Cotton died in 1887 leaving a company that continued to manufacture into the twentieth century. The versatility and quality of Cotton’s design ensured that Cotton left a legacy of machines working in factories across the world, with many early machines still in use after the Second World War, a working life of over eighty years.
Loughborough. (2023, April 3). In Wikipedia. https://en.wikipedia.org/wiki/Loughborough

YEAR: 1921. From Leicester Chamber of Commerce Year Book.

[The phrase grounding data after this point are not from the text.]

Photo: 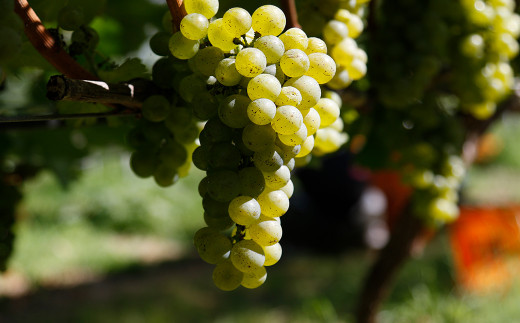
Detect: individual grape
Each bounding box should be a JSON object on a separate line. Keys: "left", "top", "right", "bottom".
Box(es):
{"left": 208, "top": 19, "right": 236, "bottom": 52}
{"left": 178, "top": 74, "right": 207, "bottom": 103}
{"left": 241, "top": 266, "right": 267, "bottom": 289}
{"left": 230, "top": 239, "right": 265, "bottom": 273}
{"left": 276, "top": 139, "right": 301, "bottom": 161}
{"left": 233, "top": 129, "right": 255, "bottom": 157}
{"left": 215, "top": 58, "right": 242, "bottom": 86}
{"left": 130, "top": 150, "right": 157, "bottom": 178}
{"left": 323, "top": 20, "right": 349, "bottom": 45}
{"left": 193, "top": 46, "right": 225, "bottom": 76}
{"left": 247, "top": 74, "right": 282, "bottom": 101}
{"left": 275, "top": 86, "right": 302, "bottom": 107}
{"left": 323, "top": 90, "right": 342, "bottom": 107}
{"left": 57, "top": 5, "right": 85, "bottom": 31}
{"left": 141, "top": 95, "right": 170, "bottom": 122}
{"left": 207, "top": 170, "right": 240, "bottom": 202}
{"left": 327, "top": 67, "right": 352, "bottom": 90}
{"left": 153, "top": 163, "right": 179, "bottom": 187}
{"left": 169, "top": 32, "right": 199, "bottom": 59}
{"left": 149, "top": 31, "right": 171, "bottom": 56}
{"left": 277, "top": 123, "right": 308, "bottom": 146}
{"left": 284, "top": 76, "right": 321, "bottom": 110}
{"left": 180, "top": 13, "right": 209, "bottom": 40}
{"left": 228, "top": 195, "right": 261, "bottom": 226}
{"left": 328, "top": 118, "right": 344, "bottom": 132}
{"left": 257, "top": 189, "right": 290, "bottom": 218}
{"left": 165, "top": 107, "right": 193, "bottom": 131}
{"left": 263, "top": 165, "right": 291, "bottom": 190}
{"left": 208, "top": 143, "right": 242, "bottom": 170}
{"left": 223, "top": 7, "right": 252, "bottom": 37}
{"left": 152, "top": 57, "right": 177, "bottom": 88}
{"left": 254, "top": 36, "right": 285, "bottom": 64}
{"left": 355, "top": 48, "right": 368, "bottom": 63}
{"left": 305, "top": 53, "right": 336, "bottom": 84}
{"left": 159, "top": 140, "right": 188, "bottom": 168}
{"left": 331, "top": 37, "right": 357, "bottom": 66}
{"left": 191, "top": 92, "right": 219, "bottom": 120}
{"left": 184, "top": 0, "right": 219, "bottom": 19}
{"left": 305, "top": 37, "right": 328, "bottom": 55}
{"left": 253, "top": 148, "right": 284, "bottom": 172}
{"left": 314, "top": 98, "right": 340, "bottom": 127}
{"left": 213, "top": 259, "right": 244, "bottom": 291}
{"left": 204, "top": 211, "right": 235, "bottom": 231}
{"left": 252, "top": 5, "right": 286, "bottom": 36}
{"left": 249, "top": 215, "right": 283, "bottom": 246}
{"left": 314, "top": 128, "right": 349, "bottom": 154}
{"left": 242, "top": 123, "right": 277, "bottom": 152}
{"left": 247, "top": 98, "right": 277, "bottom": 125}
{"left": 195, "top": 230, "right": 232, "bottom": 264}
{"left": 218, "top": 94, "right": 252, "bottom": 128}
{"left": 202, "top": 195, "right": 230, "bottom": 218}
{"left": 235, "top": 48, "right": 267, "bottom": 77}
{"left": 279, "top": 179, "right": 294, "bottom": 198}
{"left": 238, "top": 167, "right": 266, "bottom": 197}
{"left": 280, "top": 49, "right": 310, "bottom": 78}
{"left": 263, "top": 243, "right": 282, "bottom": 266}
{"left": 346, "top": 15, "right": 364, "bottom": 39}
{"left": 201, "top": 117, "right": 234, "bottom": 144}
{"left": 198, "top": 176, "right": 210, "bottom": 197}
{"left": 296, "top": 135, "right": 314, "bottom": 158}
{"left": 279, "top": 28, "right": 308, "bottom": 51}
{"left": 345, "top": 58, "right": 367, "bottom": 80}
{"left": 271, "top": 105, "right": 303, "bottom": 135}
{"left": 194, "top": 227, "right": 219, "bottom": 248}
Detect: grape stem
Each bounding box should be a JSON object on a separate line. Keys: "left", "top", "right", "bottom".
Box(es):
{"left": 46, "top": 75, "right": 158, "bottom": 109}
{"left": 281, "top": 0, "right": 301, "bottom": 29}
{"left": 13, "top": 0, "right": 98, "bottom": 80}
{"left": 165, "top": 0, "right": 187, "bottom": 32}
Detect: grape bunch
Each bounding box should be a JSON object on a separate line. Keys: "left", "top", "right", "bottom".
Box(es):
{"left": 160, "top": 0, "right": 350, "bottom": 290}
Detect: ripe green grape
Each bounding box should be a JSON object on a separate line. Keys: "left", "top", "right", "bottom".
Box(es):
{"left": 180, "top": 13, "right": 209, "bottom": 40}
{"left": 169, "top": 32, "right": 200, "bottom": 59}
{"left": 228, "top": 195, "right": 261, "bottom": 226}
{"left": 254, "top": 36, "right": 285, "bottom": 64}
{"left": 204, "top": 211, "right": 235, "bottom": 231}
{"left": 262, "top": 165, "right": 291, "bottom": 190}
{"left": 279, "top": 179, "right": 294, "bottom": 198}
{"left": 247, "top": 74, "right": 281, "bottom": 101}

The town of Loughborough’s name was engraved on the machine’s cover. These machines travelled to the most exotic places: USA, China, India, Australia, New Zealand, South Africa etc making Loughborough a place to visit to learn machine handling and troubleshooting from the experts who built them.
This clip is taken from the JOHN SMEDLEY website, the world’s oldest knitting factory, still using Cotton machines.
Peter Nightingale and his associate, John Smedley founded the company in 1784 at Lea Mills, Matlock, Derbyshire. Lea Bridge provided an ideal setting for the mill, as the brook that ran through the village provided motive power and a constant source of running water.
(source: the JOHN SMEDLEY) official website.

EAW044578 ENGLAND (1952). The William Cotton Ltd Knitting Machine Factory on Pinfold Gate and environs, Loughborough, 1952. This image was marked by Aerofilms Ltd for photo editing.

Map of Pinfold gate as it is now.



People are creating history by shaping their environment, by designing objects of great spirit in it and if sometimes their name is forgotten in the sands of time, their impact stands strong as their innovations have shaped the world we are living in today.